Why Newspapers Are Plunging

 

 

            Across the country, big city daily newspapers are in financial trouble. And if you want to know one reason why, look no further than The Charlotte Observer of Charlotte, North Carolina. According to Wikipedia, “Circulation . . . has been declining for many years. The most recent period (Spring 2008) showed a two percent decline in circulation and a four percent decline in revenue compared [with] the prior year.”

            The Observer, like so many other papers, likes to inflict politically correct editorials on its readership. And many sensible readers, accordingly, have dropped their subscriptions. As all good political correctors, the editors of The Observer, have nothing but distain for the South and traditional Southern culture. That certainly isn’t a good way to win friends and influence people in a Southern state like North Carolina.

            Recently, however, at least at first glance, it seemed that an editorial in the paper was taking a different tack by calling on its readers to practice “Southern hospitality.” But the piece soon revealed that The Observer was as tactless as ever toward most of its readers. The piece said hospitality in the state was grossly inadequate toward—illegal aliens.

            And just what outrages have the bigoted North Carolinians inflicted on these poor and deserving lawbreakers? According to The Observer, the transgressions are as follows. The state does not allow illegals to have driver’s licenses, and it forces illegal alien kids to pay out-of-state tuition if they attend college in North Carolina. Of course this what American citizen kids from other states have to do, but that’s just their problem, evidently, as far as The Observer is concerned.

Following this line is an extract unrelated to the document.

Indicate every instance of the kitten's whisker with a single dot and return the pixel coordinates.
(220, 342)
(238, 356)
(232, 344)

            Next the newspaper cites the inhospitality of illegals having to fear the police. But don’t American lawbreakers have the same fear? Should we be kinder to them too by relieving them of fear of arrest? Lastly the paper castigates North Carolinians for their “hostility” toward illegal aliens as expressed in “letters to the editor, . . . online comments [and] talk at the barbershop.” This, say The Observer pundits, is “hatred.”

            And what might be a source of this “hostility?” The editorial itself gives a good clue. It notes that “At least 80,000 Hispanics live in Charlotte, many illegally. The rapid influx has strained social services, health care providers, and schools.” Is it least conceivable that the benighted yokels might have a legitimate reason for anger with their tax money paying for people who shouldn’t be in this country—especially during a recession when almost all states and localities are having trouble making ends meet? Intoxicated with their hate hype, political correctors seldom can distinguish between appropriate outrage and genuine malice.

            The Observer, to say the least, has a strange notion of what constitutes hospitality. To most people it means people showing consideration and kindness to others, usually for a limited period of time. It also implies respect and gratitude from the recipients. No sane version of hospitality requires a host to keep offering it to people who respond by taking advantage of him, overstaying their welcome, and damaging the premises.

            These sorts of things are what many illegal aliens show the citizens of North Carolina, and it is a contempt The Observer obviously shares, as it attacks the character and motives of citizens for the benefit of those foreign lawbreakers. Papers like The Observer seem determined to follow this course, no matter what, seeing it as a mandate of their politically correct dogmas and creeds. As offended readers cancel subscriptions in droves, these papers eventually may face bankruptcy. A demise more well-deserved is hard to imagine.